Während ich eine neue Strähne in das Haarbügeleisen zwänge, lackiere ich mir mit der freien Hand die Fußnägel. Ich puste sie trocken und halte plötzlich inne. Ich schnüffle angestrengt. Merkwürdig riecht es hier. Meine Nachbarin kocht sicher wieder eine perverse Köstlichkeit wie geräucherten Pansen für ihren Rottweiler. Ich schenke dem Geruch keine weitere Beachtung.
Irgendwie riecht es hier nun doch stärker ... nach etwas Verbranntem ... das ist doch nicht ... Mistmistmist!

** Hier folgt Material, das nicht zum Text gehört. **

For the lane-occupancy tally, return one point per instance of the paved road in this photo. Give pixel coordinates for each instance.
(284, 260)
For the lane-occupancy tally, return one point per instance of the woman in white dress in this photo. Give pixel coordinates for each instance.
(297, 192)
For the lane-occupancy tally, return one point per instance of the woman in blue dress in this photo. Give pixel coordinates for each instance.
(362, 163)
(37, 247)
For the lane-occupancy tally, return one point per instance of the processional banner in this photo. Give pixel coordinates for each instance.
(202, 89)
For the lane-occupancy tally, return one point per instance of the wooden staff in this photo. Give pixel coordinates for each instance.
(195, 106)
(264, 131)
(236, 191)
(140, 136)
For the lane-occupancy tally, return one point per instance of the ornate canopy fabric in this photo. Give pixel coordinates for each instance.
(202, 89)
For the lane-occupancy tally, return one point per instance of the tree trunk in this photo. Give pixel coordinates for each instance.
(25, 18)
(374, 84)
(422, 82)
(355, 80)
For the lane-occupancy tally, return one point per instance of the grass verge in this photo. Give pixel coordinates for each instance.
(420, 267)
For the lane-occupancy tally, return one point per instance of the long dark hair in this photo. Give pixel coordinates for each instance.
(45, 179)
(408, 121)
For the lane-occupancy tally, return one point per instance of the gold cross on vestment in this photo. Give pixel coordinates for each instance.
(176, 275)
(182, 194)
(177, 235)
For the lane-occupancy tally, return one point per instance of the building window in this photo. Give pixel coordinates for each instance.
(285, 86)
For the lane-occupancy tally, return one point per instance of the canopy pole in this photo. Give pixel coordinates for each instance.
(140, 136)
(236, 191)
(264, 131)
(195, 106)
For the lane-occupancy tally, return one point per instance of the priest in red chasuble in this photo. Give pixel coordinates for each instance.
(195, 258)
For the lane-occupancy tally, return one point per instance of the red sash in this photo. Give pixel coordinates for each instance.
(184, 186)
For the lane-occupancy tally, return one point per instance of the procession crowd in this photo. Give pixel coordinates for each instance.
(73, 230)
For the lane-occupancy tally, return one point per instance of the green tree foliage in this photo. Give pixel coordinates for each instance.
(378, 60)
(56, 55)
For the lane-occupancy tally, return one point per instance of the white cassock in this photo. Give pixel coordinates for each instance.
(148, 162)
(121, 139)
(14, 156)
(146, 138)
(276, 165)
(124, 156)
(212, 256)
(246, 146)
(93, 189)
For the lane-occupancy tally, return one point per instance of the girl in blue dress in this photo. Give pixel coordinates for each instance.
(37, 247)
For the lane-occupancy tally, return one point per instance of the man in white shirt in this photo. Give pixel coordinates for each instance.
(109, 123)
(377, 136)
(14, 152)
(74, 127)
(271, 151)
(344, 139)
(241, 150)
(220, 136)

Habe mir eine Haarsträhne abgeflammt! Hektisch haue ich mir auf den Kopf und hoffe so, die Rauchschwaden, die von meiner Kopfhaut emporschweben, zu ersticken. Ich muss husten und meine Augen tränen, als hätte ich gerade hundert Kilo Zwiebeln geschält. Endlich lässt der Qualm ein wenig nach. Kritisch beäuge ich mich im Spiegel und atme tief ein. Ob Tom die paar frisch verbrannten Stoppeln wohl bemerkt? Es schwelt noch immer. Wusste gar nicht, dass verbrannte Haare so intensiv stinken können. Was soll’s! Bei so vielen Haaren fällt die eine Strähne mehr oder weniger bestimmt nicht auf.
Schon Viertel vor acht!
Nur mit meinem knallrosa Glückstanga bekleidet, renne ich zurück in das Krisengebiet Schlafzimmer und luge sehr viel panischer als eben in den Kleiderschrank. Die Zeit rast wie Schumi zu Glanzzeiten. Langsam wird’s eng. Und noch immer kein passendes Kleidungsstück in Sicht.